L’émission Ayiti a l’horizon 2054, diffusée sur la Radio Télévision FADHRIS, a marqué les esprits ce dimanche avec une intervention engagée de Joseph Domingue Orgella, président du CEDEC. Autour du thème « De l’idée à l’action : l’implantation des maisons des femmes en Haïti », le débat a rapidement dépassé la seule question sociale pour aborder les enjeux de souveraineté, d’identité nationale et de refondation du pays.
Ce dimanche, les ondes de la Radio Télévision FADHRIS ont accueilli une nouvelle édition de l’émission Ayiti a l’horizon 2054, consacrée cette semaine à la place des femmes dans la reconstruction nationale. À la présentation, Mr. Joseph Domingue Orgella a animé des échanges nourris, mêlant réflexions sociales et préoccupations politiques.
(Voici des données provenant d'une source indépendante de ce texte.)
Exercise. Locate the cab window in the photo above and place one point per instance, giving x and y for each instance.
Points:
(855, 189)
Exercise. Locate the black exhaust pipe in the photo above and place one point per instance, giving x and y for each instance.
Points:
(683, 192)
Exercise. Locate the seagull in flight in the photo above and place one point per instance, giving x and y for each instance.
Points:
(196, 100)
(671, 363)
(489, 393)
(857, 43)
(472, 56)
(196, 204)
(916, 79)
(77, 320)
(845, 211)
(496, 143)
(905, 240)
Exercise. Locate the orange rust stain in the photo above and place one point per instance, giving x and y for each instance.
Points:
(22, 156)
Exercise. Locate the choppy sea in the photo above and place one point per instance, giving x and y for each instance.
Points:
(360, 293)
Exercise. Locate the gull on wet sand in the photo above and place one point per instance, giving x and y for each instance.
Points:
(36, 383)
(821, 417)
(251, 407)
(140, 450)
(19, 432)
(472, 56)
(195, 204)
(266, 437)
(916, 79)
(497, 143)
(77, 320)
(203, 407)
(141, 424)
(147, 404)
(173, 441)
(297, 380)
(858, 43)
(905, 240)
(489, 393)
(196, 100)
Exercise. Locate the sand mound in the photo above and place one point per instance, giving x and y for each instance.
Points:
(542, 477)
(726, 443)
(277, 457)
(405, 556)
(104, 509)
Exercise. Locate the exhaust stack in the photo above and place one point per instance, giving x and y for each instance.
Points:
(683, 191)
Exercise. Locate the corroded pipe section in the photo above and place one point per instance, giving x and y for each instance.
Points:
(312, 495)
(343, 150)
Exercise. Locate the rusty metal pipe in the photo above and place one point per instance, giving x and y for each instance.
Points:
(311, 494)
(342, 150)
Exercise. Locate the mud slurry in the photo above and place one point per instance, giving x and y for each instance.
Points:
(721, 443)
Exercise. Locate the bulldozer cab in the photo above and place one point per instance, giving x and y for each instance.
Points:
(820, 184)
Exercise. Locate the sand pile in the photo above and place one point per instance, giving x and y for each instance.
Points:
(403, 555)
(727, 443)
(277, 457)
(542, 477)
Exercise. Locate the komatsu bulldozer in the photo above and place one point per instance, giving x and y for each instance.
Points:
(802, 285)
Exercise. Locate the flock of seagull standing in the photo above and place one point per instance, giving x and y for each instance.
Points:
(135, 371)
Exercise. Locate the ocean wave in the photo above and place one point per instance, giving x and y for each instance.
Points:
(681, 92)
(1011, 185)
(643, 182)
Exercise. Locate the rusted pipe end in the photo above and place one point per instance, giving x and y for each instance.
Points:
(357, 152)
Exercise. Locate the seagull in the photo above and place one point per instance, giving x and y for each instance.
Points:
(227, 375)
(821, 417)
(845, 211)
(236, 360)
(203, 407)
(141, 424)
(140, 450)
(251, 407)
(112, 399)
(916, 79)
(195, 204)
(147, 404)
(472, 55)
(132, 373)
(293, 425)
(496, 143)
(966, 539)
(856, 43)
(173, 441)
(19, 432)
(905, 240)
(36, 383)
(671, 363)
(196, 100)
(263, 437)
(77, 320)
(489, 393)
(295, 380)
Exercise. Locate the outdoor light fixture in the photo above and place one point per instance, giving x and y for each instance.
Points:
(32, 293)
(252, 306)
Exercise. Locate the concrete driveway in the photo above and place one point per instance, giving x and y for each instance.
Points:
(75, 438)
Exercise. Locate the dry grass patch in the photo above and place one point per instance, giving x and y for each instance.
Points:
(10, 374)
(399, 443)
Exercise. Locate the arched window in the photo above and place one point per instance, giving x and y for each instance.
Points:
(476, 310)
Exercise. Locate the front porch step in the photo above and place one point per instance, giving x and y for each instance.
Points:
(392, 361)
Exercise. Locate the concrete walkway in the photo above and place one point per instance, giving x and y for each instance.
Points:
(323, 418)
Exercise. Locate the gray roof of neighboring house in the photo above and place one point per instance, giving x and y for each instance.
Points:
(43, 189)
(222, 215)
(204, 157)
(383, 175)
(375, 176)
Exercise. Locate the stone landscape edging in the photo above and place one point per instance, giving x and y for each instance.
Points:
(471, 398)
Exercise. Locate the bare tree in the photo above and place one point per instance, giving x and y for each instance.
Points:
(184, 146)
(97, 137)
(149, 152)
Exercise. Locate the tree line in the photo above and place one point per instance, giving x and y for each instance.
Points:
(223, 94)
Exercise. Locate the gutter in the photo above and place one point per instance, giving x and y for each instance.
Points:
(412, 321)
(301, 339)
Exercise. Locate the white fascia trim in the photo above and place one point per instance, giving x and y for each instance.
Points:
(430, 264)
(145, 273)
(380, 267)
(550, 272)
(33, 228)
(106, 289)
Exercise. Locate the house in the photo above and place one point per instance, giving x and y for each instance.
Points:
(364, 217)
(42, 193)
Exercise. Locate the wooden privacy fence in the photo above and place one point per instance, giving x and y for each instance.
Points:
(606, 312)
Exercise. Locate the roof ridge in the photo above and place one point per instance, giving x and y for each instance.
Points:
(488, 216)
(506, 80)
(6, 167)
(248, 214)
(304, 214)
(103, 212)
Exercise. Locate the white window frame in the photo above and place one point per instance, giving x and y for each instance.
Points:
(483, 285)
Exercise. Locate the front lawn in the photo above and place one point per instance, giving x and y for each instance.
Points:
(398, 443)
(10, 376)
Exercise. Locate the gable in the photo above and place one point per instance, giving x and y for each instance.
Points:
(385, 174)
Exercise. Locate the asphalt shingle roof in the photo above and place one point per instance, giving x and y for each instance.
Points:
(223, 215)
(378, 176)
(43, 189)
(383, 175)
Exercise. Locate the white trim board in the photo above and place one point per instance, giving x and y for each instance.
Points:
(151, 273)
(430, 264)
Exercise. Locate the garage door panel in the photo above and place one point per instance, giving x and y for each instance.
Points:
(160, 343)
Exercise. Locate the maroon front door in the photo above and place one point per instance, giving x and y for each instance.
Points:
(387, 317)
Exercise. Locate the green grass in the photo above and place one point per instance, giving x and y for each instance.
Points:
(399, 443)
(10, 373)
Au cœur de l’émission figurait l’inauguration récente d’une « Maison des femmes » par le ministère à la Condition féminine et aux Droits des femmes, en présence du Premier ministre haïtien Alix Didier Fils-Aimé. Pour le président du CEDEC, cette initiative représente une avancée importante, mais demeure insuffisante face à l’ampleur des défis à relever.
« C’est ensemble que nous devons construire le pays que Jean-Jacques Dessalines rêvait de bâtir. Nous devons retrouver ce sentiment d’appartenance qui nous rappelle que nous sommes tous frères et sœurs », a-t-il déclaré.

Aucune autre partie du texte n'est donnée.